The righteous then in realms of light shall dwell,
Immortal, pure, in undecaying bliss;

The bad for long, long years shall pine in hell,
A place of woe, a dark and deep abyss.

XXXVI. "Strait is the gate and narrow is the way which leadeth unto life."

Mahabharata xiv. 2784.

Heaven's narrow gate eludes the ken,
Bedimmed and dull, of foolish men.
Within that portal sternly barred,
To gain an entrance, O how hard!
What forms its bolts and bars? the sin
Of those who seek to enter in.
Men generous, pure, and self-controlled,
Alone that heavenly door behold;
To such 'tis ever opened wide;
They entering there, in bliss abide.

XXXVII. No second youth to man. (Compare Job xiv. 7.)

Kathasaritsagara lv. 110.

The empty beds of rivers fill again,

Trees, leafless now, renew their vernal bloom;
Returning moons their lustrous phase resume;
But man a second youth expects in vain.

XXXVIII. The lapse of time not practically noticed.
Subhashitārṇava 255.

Again the morn returns, again the night;
Again the sun, the moon, ascends the sky :
Our lives still waste away as seasons fly,
But who his final welfare keeps in sight?

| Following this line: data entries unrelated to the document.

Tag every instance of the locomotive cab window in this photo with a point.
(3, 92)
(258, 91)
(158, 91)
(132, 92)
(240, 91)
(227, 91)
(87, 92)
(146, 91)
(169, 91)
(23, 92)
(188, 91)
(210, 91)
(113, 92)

XXXIX. "All men think all men mortal but themselves." (Young's "Night Thoughts.")

Mahabharata iii. 17041.

Is not those men's delusion strange,
Who, while they see that every day

So many sweeps from earth away,

Can long themselves t' elude all change?

XL. Who are the really blind, deaf, and dumb?

Dampatisiksha 26; Praśnottaramālā 15.

That man is blind whose inner eye
Can nought beyond this world descry;
And deaf the man on folly bent,
On whom advice is vainly spent.
The dumb are those who never seek
To others gracious words to speak.

XLI. Remember thy mortality.

Bhartriharis Santiśataka, 35.

Thou hear'st that from thy neighbour's stores
Some goods by theft have vanished; so,
That none of thine by stealth may go,
Thou sett'st a watch, and barr'st thy doors.
'Tis well but know'st thou never fear
When thou dost learn that every day
Stern death from many a dwelling near
A helpless victim tears away?

Deluded mortals, warning take,
From such insensate slumber wake!

XLII. Sin removed by Repentance.

Manu xi. 228; Mahābhārata iii. 13751 ff; xiii. 5534 ff.

Whenever men with inward pain
And self-reproach their sins confess,
And steadfast never more transgress,

Their souls are cleansed from every stain;

As serpents shed their worn-out skins,

These men are freed from cast-off sins.

XLIII. Never do what would distress thee on a sick-bed.

Mahabharata v. 1474 f; xii. 10559 f.

Such deeds as thou with fear and grief
Would'st, on a sick-bed laid, recall,
In youth and health eschew them all,
Remembering life is frail and brief.